Inside the bullet-scarred ruins of Westgate

PHOTO | DENNISH OCHEING Part of the mall that caved in when the military drove out terrorists, as seen on September 30, 2013.

What you need to know:

  • Investigators and those carting away the rubble have to wear masks to keep their nostrils covered and reduce the overpowering stench of rotten food in restaurants and the supermarket
  • The cash tills inside Nakumatt and many of the shops are sprouting from their shelves, and only coins lie around, perhaps evidence that someone had taken away the bills

The devastation that remained largely hidden from the media by heavy security at the Westgate mall has finally been exposed.

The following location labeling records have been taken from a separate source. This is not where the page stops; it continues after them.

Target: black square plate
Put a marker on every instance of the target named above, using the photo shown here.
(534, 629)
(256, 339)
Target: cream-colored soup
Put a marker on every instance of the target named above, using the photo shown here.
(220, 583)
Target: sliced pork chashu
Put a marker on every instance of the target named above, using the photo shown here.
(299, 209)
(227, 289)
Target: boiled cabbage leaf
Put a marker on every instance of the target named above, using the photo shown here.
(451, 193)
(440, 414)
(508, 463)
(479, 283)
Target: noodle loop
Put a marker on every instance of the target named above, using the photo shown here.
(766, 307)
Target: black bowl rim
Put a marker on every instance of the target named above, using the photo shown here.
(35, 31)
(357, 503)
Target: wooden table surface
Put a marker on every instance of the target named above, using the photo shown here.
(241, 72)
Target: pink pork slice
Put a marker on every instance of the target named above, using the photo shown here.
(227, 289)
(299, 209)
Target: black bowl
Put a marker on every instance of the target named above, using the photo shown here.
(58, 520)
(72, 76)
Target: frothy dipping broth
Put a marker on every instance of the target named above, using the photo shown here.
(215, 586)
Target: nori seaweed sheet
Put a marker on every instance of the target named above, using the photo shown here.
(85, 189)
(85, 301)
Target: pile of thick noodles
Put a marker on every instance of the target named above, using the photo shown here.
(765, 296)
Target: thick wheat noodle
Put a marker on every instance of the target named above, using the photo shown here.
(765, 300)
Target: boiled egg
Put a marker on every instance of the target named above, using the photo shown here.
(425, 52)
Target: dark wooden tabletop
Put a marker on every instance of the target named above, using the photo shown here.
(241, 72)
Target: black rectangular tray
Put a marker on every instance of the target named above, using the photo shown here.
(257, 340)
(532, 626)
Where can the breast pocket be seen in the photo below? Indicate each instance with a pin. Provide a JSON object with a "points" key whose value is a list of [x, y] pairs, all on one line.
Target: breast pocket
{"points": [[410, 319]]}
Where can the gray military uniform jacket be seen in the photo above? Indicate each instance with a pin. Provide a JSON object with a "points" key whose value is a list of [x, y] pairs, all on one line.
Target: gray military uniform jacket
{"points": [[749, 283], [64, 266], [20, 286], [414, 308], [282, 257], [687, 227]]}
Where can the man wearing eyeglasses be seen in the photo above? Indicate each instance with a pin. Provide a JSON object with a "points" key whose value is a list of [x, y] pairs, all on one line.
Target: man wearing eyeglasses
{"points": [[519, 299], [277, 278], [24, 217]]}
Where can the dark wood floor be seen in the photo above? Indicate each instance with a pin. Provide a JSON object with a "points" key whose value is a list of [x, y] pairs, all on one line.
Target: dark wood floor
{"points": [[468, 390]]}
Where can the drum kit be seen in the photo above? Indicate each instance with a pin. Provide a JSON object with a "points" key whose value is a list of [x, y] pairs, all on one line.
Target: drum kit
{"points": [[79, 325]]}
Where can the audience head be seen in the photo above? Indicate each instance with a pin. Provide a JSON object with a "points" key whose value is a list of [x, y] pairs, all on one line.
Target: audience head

Forsaken handbags, tattered prayer books, bullet holes too numerous to count and a rosary mark the entrance to what was only three weeks ago a thriving Nakumatt supermarket and the flagship business at the mall.

The abandoned Catholic prayer book perhaps points to a victim who, suddenly staring death in the eye, made a final effort to make peace with God, or pray for a miracle. It’s not known who the owner was.

The sturdy pillars designed to support the upscale mall are now pocked with bullet marks, an evidence of the senseless shooting spree by the terrorists, and in retaliation the police and security forces who fought them.

Everywhere you turn are bullet holes, testaments to the prolonged firefight between security forces and the attackers as they tracked each other across the mall and dodged one another in a macabre dance of death.

There is a gaping hole where children had been taking part in a cooking competition. The cavernous space begins at the top of the building and descends through all four floors.

Now a pile of twisted steel and concrete rubble blown up at some point in the battle is deposited in what used to be the basement parking space.

This was a result of a major explosion. KDF soldiers, who were in the building battling the attackers when the major explosion tore through the building, have not yet revealed whether they or the terrorists caused it.

Westgate was a classic modern shopping mall with escalators and lifts, glitzy lighting and the sound of running water from fountains created to complete the look and feel.

Now many of the walls are charred, their sheen licked away by the flames of a fire that started on the third day.

Shards of glass and mangled metal frames have replaced the large display windows of the many shops, another sign of the four days of horrendous terror that gripped Kenya and the world’s attention.

Dried blood stains the floors where those who were shot lay waiting for help, and those fatally wounded lost their lives.

The soothing sounds of piped music that always played at the mall have been replaced by earth-rending excavators that seem to shake every bit of what’s left of the building, and the voices of construction workers helping to cart away the rubble in a final attempt to find bodies that may still lie beneath.

OVERPOWERING STENCH

Investigators and those carting away the rubble have to wear masks to keep their nostrils covered and reduce the overpowering stench of rotten food in restaurants and the supermarket and what everyone in there appeared to dread – bodies of those who never made it and still remain under the rubble. On standby are undertakers waiting, in case a body is pulled out.

Investigators and forensic experts appeared frustrated, losing hope by the minute of ever finding another body or any useful evidence when the Sunday Nation visited the scene undercover on Thursday. It is still not clear, going by their conversations, who blew up a section of the building, or if the terrorists were still there or had already vanished.

It’s a tedious process. The rubble is first shovelled onto a small truck and moved outside where there is light. Forensic experts move in to sift through it for any bit of evidence they might come across before it is reloaded onto the trucks and carted away. Several casual workers are on standby to help with the loading.

An investigator expressed his frustration at the slow recovery process. “Even the US and the UK recalled their initial team. They brought in a new team, but they have not done much. We are in week three. Things here are difficult. We have only recovered two KDF soldiers’ bodies and their guns, nothing else.”

Near the Nakumatt supermarket was a shop that sold Samsung phones, mainly high-end models going by the empty cartons that are strewn about. The shelves are now empty.

The cash tills inside Nakumatt and many of the shops are sprouting from their shelves, and only coins lie around, perhaps evidence that someone had taken away the bills. At least two ATM machines appeared to have taken quite a beating from numerous bullets.

“This work must end this week; we are under a lot of pressure to produce results,” an investigator said.